Today I'm grateful for Charleston, this beautiful city in which I live.  I'm sitting out on our porch writing this, and It's so amazing to see the jessamine getting ready to bloom, the azaleas out in full force, and the dogwoods blooming away.  You like to run the bridge with me, and here's a picture taken on top (the Cooper River bridge).

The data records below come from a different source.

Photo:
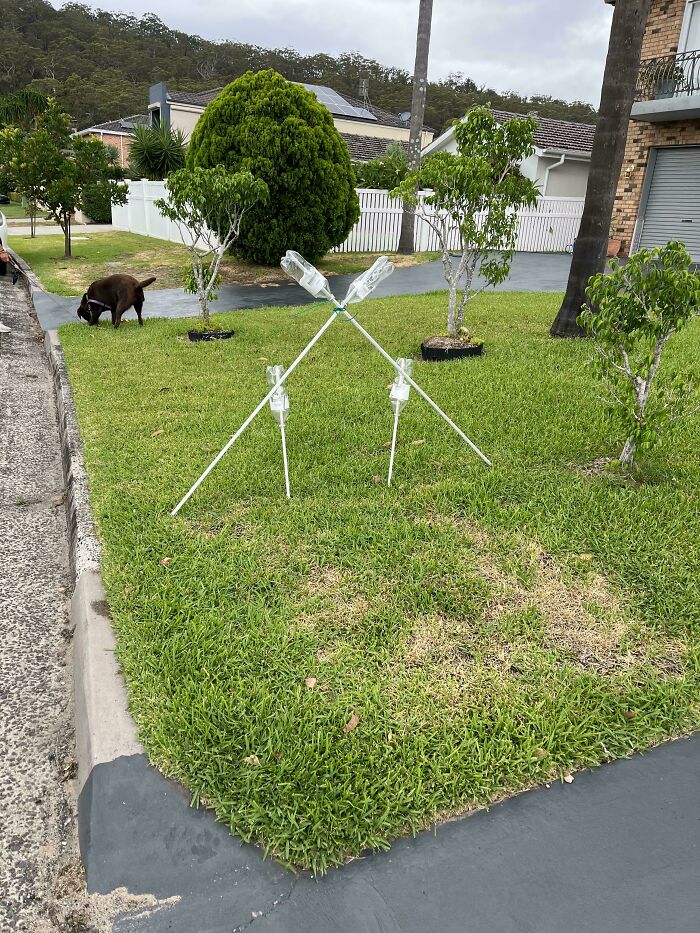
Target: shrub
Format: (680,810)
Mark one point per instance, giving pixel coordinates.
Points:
(280,133)
(631,315)
(386,172)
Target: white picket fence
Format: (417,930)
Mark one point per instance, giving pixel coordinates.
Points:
(549,227)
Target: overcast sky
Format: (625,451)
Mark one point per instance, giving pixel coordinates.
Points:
(552,47)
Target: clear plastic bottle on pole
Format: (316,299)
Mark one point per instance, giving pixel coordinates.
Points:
(398,396)
(279,406)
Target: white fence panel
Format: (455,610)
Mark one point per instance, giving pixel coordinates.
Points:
(140,214)
(551,226)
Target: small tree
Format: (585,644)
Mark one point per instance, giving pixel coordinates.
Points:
(156,152)
(631,315)
(472,204)
(208,206)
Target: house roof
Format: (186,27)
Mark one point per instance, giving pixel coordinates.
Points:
(559,135)
(122,125)
(364,148)
(353,111)
(194,98)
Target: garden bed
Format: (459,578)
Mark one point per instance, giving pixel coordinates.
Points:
(332,672)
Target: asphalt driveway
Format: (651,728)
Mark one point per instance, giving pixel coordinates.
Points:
(531,272)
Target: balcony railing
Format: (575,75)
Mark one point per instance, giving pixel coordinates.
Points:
(670,76)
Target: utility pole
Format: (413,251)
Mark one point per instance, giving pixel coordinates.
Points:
(420,87)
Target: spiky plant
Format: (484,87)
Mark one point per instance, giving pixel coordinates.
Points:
(156,151)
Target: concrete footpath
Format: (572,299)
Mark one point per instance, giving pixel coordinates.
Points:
(39,865)
(546,272)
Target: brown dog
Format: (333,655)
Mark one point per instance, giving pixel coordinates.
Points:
(116,293)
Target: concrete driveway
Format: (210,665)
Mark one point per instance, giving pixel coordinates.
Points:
(531,272)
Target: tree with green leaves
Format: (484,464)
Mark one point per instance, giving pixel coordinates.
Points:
(631,315)
(24,168)
(51,167)
(472,203)
(279,132)
(156,151)
(209,205)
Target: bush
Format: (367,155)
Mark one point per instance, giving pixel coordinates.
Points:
(97,204)
(632,313)
(280,133)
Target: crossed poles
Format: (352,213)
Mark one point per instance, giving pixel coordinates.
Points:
(317,285)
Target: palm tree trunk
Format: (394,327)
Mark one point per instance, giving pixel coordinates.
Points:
(420,86)
(619,85)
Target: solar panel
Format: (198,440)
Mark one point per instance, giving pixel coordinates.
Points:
(337,105)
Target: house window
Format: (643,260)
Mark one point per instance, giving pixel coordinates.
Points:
(690,32)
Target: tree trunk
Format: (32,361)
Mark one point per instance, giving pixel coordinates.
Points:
(66,237)
(420,86)
(619,85)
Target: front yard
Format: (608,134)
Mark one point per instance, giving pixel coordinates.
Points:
(335,671)
(97,255)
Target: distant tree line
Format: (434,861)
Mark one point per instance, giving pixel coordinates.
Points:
(99,66)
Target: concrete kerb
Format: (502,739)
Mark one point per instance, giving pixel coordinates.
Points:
(104,728)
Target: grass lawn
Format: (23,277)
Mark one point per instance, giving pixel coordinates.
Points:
(97,255)
(332,672)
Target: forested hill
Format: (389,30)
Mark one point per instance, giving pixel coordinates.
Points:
(100,65)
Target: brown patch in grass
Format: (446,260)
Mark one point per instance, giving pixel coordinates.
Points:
(577,616)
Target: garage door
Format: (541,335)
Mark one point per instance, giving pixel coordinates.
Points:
(673,206)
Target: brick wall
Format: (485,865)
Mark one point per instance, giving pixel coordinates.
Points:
(663,28)
(661,38)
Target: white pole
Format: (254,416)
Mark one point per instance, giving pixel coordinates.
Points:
(284,458)
(255,412)
(415,385)
(393,444)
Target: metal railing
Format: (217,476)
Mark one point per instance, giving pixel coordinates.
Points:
(670,76)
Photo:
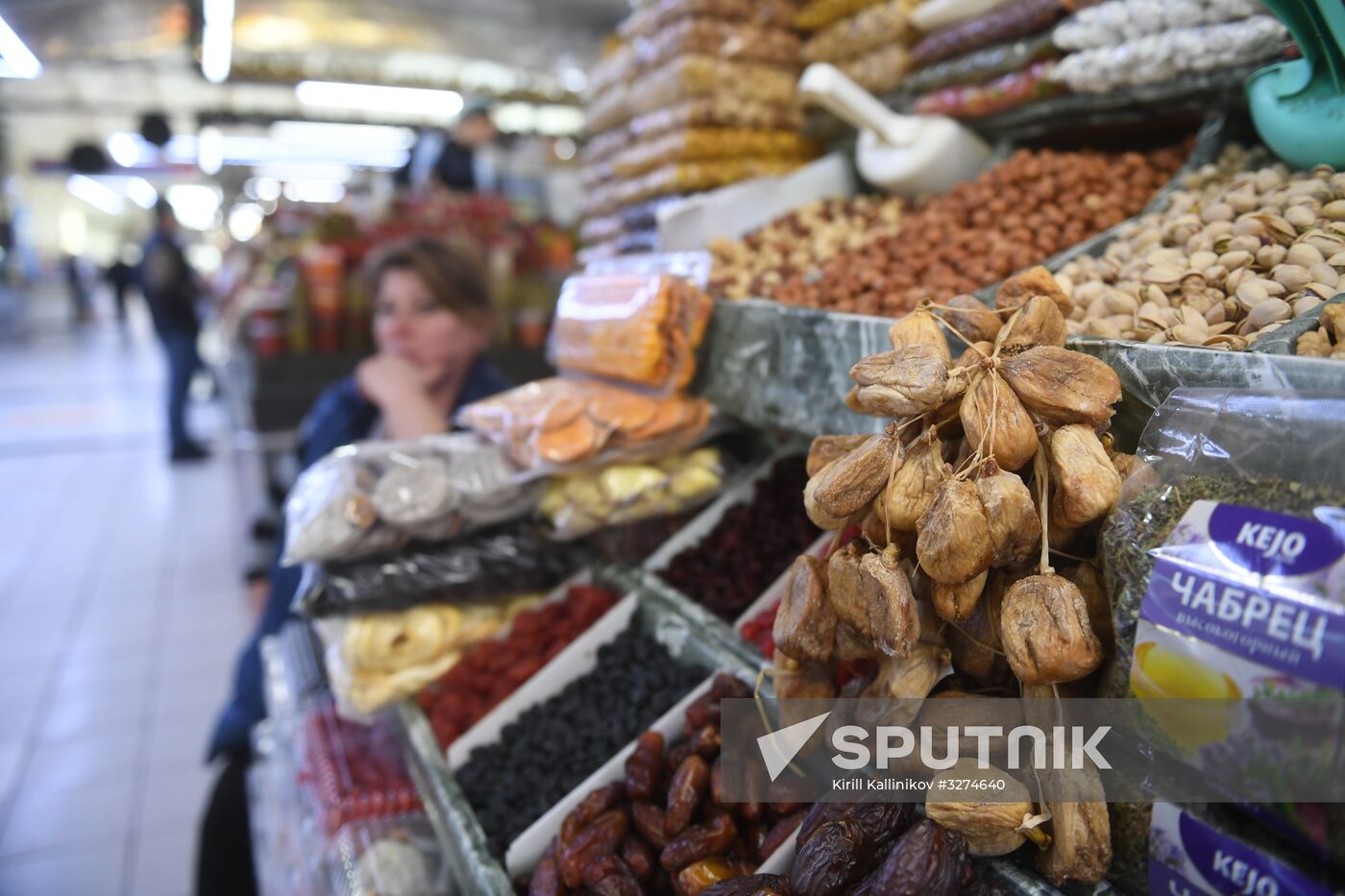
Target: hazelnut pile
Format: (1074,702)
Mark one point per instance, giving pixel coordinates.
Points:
(797,242)
(1231,258)
(1019,211)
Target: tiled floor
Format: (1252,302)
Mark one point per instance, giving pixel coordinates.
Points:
(121,608)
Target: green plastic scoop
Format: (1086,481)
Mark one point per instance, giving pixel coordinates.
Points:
(1298,107)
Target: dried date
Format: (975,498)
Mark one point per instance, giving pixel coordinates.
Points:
(698,842)
(602,837)
(609,876)
(685,791)
(645,765)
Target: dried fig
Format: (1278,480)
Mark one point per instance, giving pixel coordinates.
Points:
(972,319)
(912,490)
(1035,281)
(847,483)
(827,448)
(1099,604)
(920,328)
(1045,631)
(893,618)
(954,543)
(903,382)
(819,517)
(958,601)
(1086,483)
(1038,323)
(991,828)
(1063,386)
(991,408)
(1015,526)
(806,624)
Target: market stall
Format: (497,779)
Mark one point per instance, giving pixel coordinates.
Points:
(925,451)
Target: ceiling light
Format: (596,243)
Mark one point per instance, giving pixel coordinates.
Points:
(440,104)
(98,195)
(19,61)
(217,39)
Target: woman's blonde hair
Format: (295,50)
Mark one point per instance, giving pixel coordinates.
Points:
(453,275)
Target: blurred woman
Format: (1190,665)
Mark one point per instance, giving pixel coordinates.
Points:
(432,319)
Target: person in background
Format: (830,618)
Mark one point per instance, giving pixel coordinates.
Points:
(171,288)
(120,276)
(459,166)
(432,322)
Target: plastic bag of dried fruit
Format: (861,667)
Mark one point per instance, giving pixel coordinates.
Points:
(567,424)
(379,658)
(373,496)
(632,328)
(622,494)
(477,567)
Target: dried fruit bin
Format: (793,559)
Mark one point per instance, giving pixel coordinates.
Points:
(693,638)
(739,545)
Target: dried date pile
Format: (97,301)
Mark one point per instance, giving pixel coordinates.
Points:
(732,566)
(989,463)
(665,828)
(1019,211)
(555,744)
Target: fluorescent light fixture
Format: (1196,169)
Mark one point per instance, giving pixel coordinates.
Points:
(330,171)
(331,133)
(217,39)
(245,221)
(194,205)
(141,193)
(316,191)
(332,94)
(19,61)
(210,151)
(98,195)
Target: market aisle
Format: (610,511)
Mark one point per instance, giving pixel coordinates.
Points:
(120,613)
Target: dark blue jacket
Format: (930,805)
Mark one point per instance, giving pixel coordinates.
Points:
(339,417)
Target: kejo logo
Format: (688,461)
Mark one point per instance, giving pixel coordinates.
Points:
(1028,745)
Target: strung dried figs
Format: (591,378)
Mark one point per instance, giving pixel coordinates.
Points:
(819,517)
(954,543)
(1063,386)
(990,406)
(1015,526)
(893,619)
(827,448)
(1045,631)
(844,486)
(903,382)
(975,641)
(1086,483)
(912,489)
(970,316)
(833,859)
(957,603)
(990,828)
(806,624)
(1035,281)
(920,328)
(927,860)
(1080,831)
(1038,323)
(1099,604)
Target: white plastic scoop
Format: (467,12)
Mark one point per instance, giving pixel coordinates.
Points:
(905,155)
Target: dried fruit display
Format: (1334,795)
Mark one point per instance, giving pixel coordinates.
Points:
(551,747)
(493,670)
(569,422)
(732,566)
(665,826)
(1019,211)
(1236,254)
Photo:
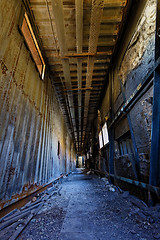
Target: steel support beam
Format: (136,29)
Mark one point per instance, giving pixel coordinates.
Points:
(111,129)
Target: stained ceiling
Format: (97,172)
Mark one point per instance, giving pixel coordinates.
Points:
(78,40)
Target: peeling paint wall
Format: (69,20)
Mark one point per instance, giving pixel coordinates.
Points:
(31,123)
(137,61)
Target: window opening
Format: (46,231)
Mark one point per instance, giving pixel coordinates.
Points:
(32,44)
(100,139)
(58,150)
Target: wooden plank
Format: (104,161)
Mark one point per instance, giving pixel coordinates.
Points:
(96,17)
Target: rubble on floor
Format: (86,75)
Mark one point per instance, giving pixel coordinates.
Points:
(89,207)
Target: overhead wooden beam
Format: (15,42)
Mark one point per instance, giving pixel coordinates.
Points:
(51,53)
(96,16)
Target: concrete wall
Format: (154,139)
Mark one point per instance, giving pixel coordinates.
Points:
(31,123)
(132,65)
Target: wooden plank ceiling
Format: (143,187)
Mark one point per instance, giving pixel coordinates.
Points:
(78,39)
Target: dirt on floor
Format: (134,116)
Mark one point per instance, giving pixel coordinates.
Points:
(89,207)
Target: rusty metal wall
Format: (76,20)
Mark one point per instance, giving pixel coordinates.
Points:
(31,123)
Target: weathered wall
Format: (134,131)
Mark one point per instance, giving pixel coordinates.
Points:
(31,123)
(135,64)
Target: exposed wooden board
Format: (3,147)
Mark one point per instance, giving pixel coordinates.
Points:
(96,16)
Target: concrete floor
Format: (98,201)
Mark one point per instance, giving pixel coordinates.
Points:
(90,209)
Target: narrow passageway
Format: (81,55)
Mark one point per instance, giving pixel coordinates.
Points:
(89,208)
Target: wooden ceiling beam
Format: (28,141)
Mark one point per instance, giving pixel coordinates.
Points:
(96,16)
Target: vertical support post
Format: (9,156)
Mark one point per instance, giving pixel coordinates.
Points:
(136,166)
(111,130)
(155,138)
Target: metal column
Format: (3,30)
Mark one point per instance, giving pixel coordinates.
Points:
(155,139)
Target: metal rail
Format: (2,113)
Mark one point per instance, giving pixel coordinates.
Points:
(13,223)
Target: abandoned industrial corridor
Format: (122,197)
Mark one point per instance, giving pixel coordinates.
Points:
(79,119)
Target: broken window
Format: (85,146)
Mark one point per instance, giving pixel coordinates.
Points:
(125,145)
(58,149)
(105,134)
(100,139)
(32,44)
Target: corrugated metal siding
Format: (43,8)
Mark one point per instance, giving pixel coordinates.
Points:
(31,123)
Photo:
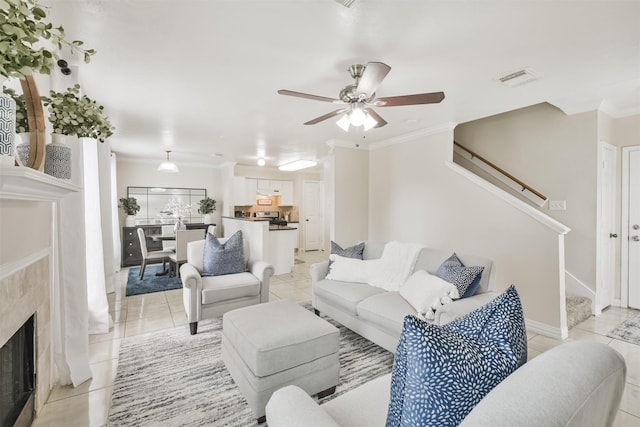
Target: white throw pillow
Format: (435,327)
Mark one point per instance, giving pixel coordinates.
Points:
(349,269)
(426,292)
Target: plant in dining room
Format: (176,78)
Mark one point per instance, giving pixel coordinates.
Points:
(207,208)
(131,207)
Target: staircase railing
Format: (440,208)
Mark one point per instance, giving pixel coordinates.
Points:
(500,174)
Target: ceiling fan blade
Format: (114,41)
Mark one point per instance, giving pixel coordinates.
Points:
(326,116)
(308,96)
(379,119)
(420,98)
(371,78)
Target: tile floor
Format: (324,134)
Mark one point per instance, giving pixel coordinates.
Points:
(88,404)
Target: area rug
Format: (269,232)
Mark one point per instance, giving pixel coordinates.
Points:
(628,330)
(151,282)
(172,378)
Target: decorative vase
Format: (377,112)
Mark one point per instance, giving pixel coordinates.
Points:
(179,225)
(7,128)
(130,221)
(22,148)
(58,158)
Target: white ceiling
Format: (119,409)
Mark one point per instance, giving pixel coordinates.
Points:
(199,77)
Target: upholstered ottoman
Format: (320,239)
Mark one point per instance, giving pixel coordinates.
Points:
(268,346)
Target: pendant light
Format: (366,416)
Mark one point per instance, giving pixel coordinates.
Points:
(168,166)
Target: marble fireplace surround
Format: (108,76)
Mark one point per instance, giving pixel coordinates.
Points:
(26,198)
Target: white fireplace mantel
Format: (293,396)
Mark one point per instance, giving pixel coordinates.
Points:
(23,183)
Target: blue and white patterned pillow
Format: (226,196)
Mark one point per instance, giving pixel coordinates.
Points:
(223,258)
(441,372)
(466,279)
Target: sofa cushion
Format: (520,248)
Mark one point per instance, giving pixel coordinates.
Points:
(426,292)
(223,258)
(386,311)
(345,295)
(441,372)
(229,286)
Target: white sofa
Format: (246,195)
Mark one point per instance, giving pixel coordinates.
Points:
(212,296)
(377,314)
(576,384)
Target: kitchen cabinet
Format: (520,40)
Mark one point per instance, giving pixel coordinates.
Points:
(244,191)
(286,195)
(276,187)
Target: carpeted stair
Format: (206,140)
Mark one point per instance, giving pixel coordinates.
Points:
(578,310)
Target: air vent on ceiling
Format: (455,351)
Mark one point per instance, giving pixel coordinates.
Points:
(518,78)
(348,3)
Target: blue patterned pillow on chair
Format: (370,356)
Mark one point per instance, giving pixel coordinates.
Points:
(223,258)
(441,372)
(466,279)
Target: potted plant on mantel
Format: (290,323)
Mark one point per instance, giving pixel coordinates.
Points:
(28,44)
(131,207)
(72,114)
(207,208)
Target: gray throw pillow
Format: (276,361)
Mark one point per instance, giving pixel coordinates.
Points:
(355,251)
(223,258)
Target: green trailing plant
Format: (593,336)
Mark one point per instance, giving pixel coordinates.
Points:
(22,125)
(129,205)
(73,114)
(28,42)
(207,205)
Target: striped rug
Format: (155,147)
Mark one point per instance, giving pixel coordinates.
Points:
(172,378)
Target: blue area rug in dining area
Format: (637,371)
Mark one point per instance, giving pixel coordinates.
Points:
(151,282)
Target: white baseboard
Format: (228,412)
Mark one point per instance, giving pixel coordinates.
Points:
(546,330)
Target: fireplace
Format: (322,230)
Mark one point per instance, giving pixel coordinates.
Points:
(17,377)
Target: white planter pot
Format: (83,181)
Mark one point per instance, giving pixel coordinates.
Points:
(130,221)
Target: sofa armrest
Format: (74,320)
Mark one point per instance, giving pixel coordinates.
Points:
(263,271)
(290,406)
(448,312)
(319,271)
(190,277)
(575,384)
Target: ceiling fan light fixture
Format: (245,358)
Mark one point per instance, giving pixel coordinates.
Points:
(357,116)
(297,165)
(168,166)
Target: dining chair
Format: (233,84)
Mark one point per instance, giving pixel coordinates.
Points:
(150,256)
(168,245)
(182,238)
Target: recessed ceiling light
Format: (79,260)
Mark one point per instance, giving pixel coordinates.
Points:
(297,165)
(519,77)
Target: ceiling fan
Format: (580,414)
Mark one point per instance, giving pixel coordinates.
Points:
(359,97)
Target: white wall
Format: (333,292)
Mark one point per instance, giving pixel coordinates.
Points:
(415,197)
(556,154)
(142,173)
(350,215)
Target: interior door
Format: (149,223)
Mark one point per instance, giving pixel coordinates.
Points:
(606,231)
(312,215)
(631,242)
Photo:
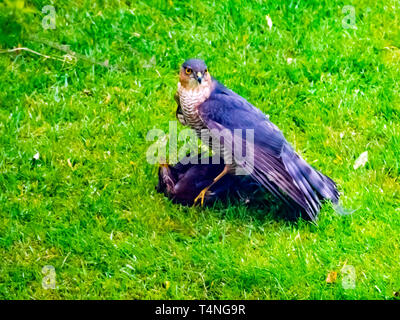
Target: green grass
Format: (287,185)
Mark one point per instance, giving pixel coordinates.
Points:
(88,206)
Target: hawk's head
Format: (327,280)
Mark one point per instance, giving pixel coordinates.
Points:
(194,73)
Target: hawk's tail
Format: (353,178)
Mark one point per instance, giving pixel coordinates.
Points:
(314,185)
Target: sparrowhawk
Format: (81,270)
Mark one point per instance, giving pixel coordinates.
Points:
(204,103)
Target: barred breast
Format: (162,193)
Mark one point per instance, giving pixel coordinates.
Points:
(189,102)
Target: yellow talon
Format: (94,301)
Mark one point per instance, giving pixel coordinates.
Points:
(201,195)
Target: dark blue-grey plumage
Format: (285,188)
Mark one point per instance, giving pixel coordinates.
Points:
(294,180)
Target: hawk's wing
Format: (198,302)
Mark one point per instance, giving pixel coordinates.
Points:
(276,166)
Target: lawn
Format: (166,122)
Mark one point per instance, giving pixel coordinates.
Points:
(76,191)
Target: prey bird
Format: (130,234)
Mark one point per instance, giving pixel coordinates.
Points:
(183,182)
(205,104)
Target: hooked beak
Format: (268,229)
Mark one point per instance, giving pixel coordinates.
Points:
(199,77)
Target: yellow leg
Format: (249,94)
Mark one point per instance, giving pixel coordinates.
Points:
(204,191)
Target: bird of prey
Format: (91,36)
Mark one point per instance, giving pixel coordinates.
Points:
(183,182)
(204,103)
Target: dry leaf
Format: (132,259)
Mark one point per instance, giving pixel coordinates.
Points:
(332,276)
(361,160)
(269,21)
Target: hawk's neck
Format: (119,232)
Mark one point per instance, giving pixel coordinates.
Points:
(189,100)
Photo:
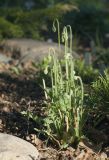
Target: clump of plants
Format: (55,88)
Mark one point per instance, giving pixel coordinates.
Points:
(65,112)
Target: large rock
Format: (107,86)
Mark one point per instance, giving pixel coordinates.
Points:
(14,148)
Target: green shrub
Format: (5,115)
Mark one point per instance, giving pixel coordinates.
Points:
(65,111)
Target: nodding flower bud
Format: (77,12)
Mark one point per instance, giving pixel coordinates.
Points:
(67,56)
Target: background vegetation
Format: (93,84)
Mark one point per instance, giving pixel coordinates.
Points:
(33,19)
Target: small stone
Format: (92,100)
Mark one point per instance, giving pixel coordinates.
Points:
(14,148)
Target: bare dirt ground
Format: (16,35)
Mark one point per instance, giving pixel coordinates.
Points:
(22,93)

 What really gets to me here is that, even in the midst of ugliness, in the midst of decaying stone and human trash, we see beauty.  Remember that as you go through life- to look for beauty everywhere.


Saturday, April 12, 2014

Gratitude

Lately, it's been all too easy to feel ungrateful.  It's the end of the semester, I've had so many "problem" students, my allergies are absolutely killing me, and you still have trouble getting through a week of school without getting sick.  Yesterday afternoon, in a rather foul mood, I attended a funeral of a colleague's husband.  This young man, who was only 32 and died of head and neck cancer, fought as hard as he could, smiled as much as he could.  According to the priest, one of his last prayers was for "happiness."

I haven't been able to stop thinking about him, about his family, about his two young children left without a dad, about the way that he could ask for happiness at such a devastating time in his young life.  It's too easy to look at the negatives: to see everything wrong instead of cherishing everything that's right.  So in memory of Mike Lonon, and also because this is a lesson I would like for you to learn, I'm going to be posting short things, words or pictures, every day, of something I'm grateful for.

I'll start today with your daddy, my amazing husband, Ben.  I'm grateful that he drives you to school every morning (and gets up at 5 to do so!), that he never complains about our often uncreative food options when I'm working, that he lets me sleep in on Saturdays and wakes me up with hugs from both him and you, that he took you to lunch today so that I could work.  Speaking of which, I should stop procrastinating and do that.  But I wanted to start this today, and I can't think of anything better to start with.  I would be lost without my husband, my best friend, and I feel such pain when I think of my colleague losing hers.  God bless you, Mike, and may you find happiness in the arms of your heavenly Father.